If you prefer to do this via the Web, I did successfully access the toolbox functionality in JavaScript (well, the jQuery library) like so:

jQuery.post("http://repository/cgi/toolbox",
  {verb: "getEprint", username: "admin", password: "whatever", eprint: 358},
  function(xml){ alert(xml); }
  );

Tuesday, 27 January 2009

Repositories vs Learning Object Repositories

I got into a bit of an argument on the JISC-REPOSITORIES list yesterday, about whether general repositories (EPrints, DSpace, Fez etc) could take on the functions of a bespoke learning object repository (e.g. Intralibrary). My position is that a general repository is made to be adapted - you should be able to change the schema and the services to adapt to local requirements, but the contrary position is that a learning object repository is just too different and specialised.

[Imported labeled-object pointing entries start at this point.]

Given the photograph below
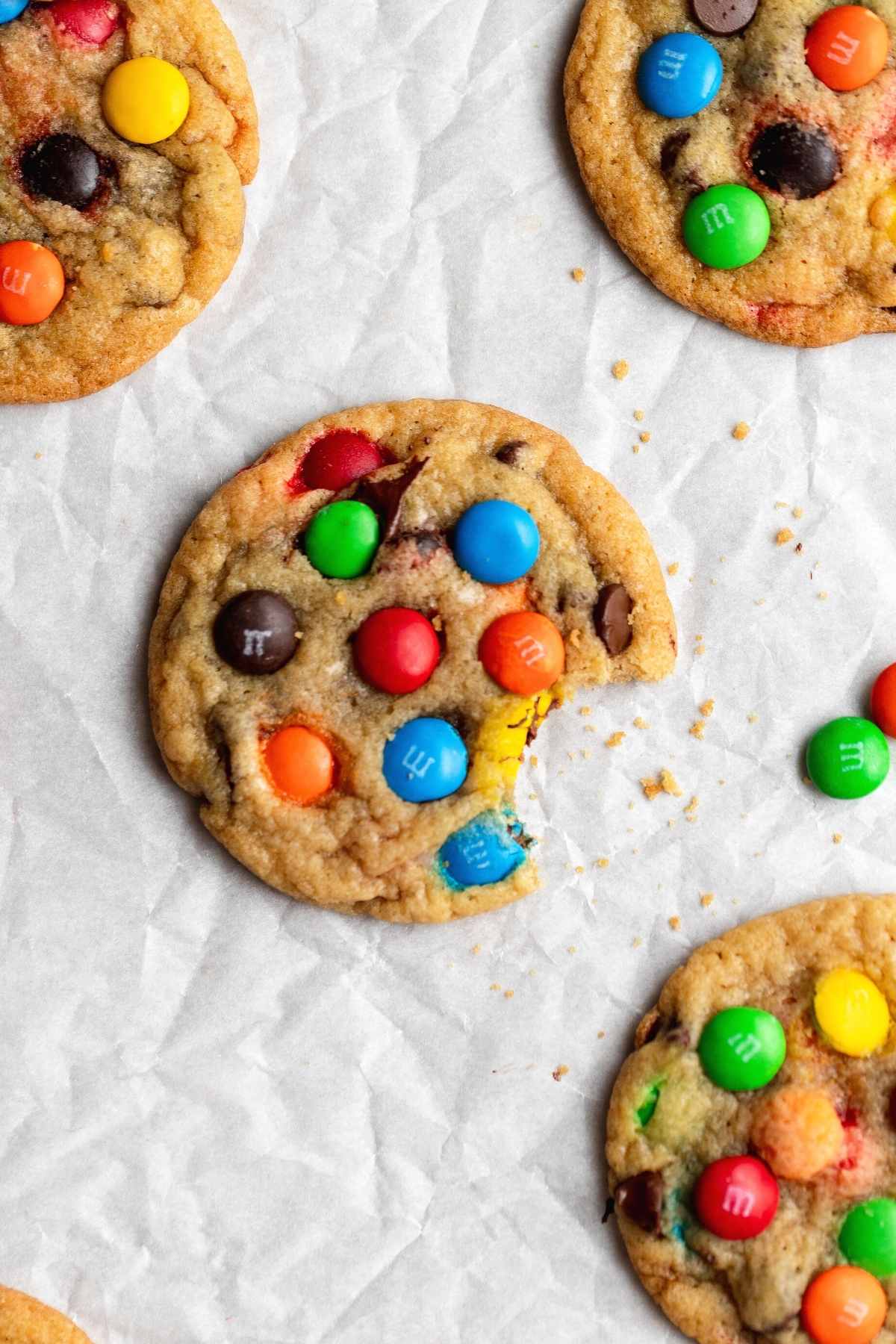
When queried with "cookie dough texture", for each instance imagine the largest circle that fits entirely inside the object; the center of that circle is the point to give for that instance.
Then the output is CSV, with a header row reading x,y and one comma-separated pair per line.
x,y
25,1320
751,1292
363,847
158,245
828,273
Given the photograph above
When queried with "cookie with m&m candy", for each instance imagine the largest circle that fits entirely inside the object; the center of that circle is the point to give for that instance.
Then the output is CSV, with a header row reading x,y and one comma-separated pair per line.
x,y
751,1136
128,140
741,154
361,633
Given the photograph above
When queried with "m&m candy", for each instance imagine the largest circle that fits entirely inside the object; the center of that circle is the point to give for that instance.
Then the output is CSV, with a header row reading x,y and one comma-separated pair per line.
x,y
523,652
425,759
396,650
481,853
340,457
883,697
844,1305
868,1236
343,538
679,74
736,1198
727,226
850,1012
848,759
146,100
31,284
300,764
742,1048
847,47
496,542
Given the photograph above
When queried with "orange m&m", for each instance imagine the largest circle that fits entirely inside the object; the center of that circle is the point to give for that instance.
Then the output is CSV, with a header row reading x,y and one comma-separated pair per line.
x,y
300,764
31,282
523,652
847,47
844,1305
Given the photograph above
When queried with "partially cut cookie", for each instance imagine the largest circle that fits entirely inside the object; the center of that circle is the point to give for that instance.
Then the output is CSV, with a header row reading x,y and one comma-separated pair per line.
x,y
751,1137
128,129
744,156
361,633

We'll see. The EdSpace project at Southampton is running a learning resources repository based on EPrints, but they are experimenting with the nature of a learning object repository by introducing open access practices and sensibilities rather than keeping learning behind institutional firewalls. They are building something interesting (which shows signs of being effective as well) but they certainly wouldn't claim to be trying to replicate a learning object repository.

However, the discussion got me thinking about the limits of plasticity inherent in an open source repository such as EPrints (or DSpace etc).

The out-of-the-box, vanilla repository provides various services to support certain agendas (say open access, preservation and scholarly collections). However, it comes with lots of configuration options and customisation opportunities to extend that basic functionality. You can change the look and feel of the user interface, or the schema for the metadata or the services that are applied to the repository holdings. There are configuration options, APIs and plugins that you can use to adapt the repository to your local requirements, and every institution has its own list of extras that the repository just has to handle - whether it is journal workflow management, scientific data archiving or RAE evidence gathering. You can do any of these things as long as you have sufficient technical assistance to hand. And sufficient time. Otherwise, you just have to live with the generic experience. The diagram (above and to the left) makes it plain that the more you want to extend the boundary of your repository, the more effort you are going to have to put in.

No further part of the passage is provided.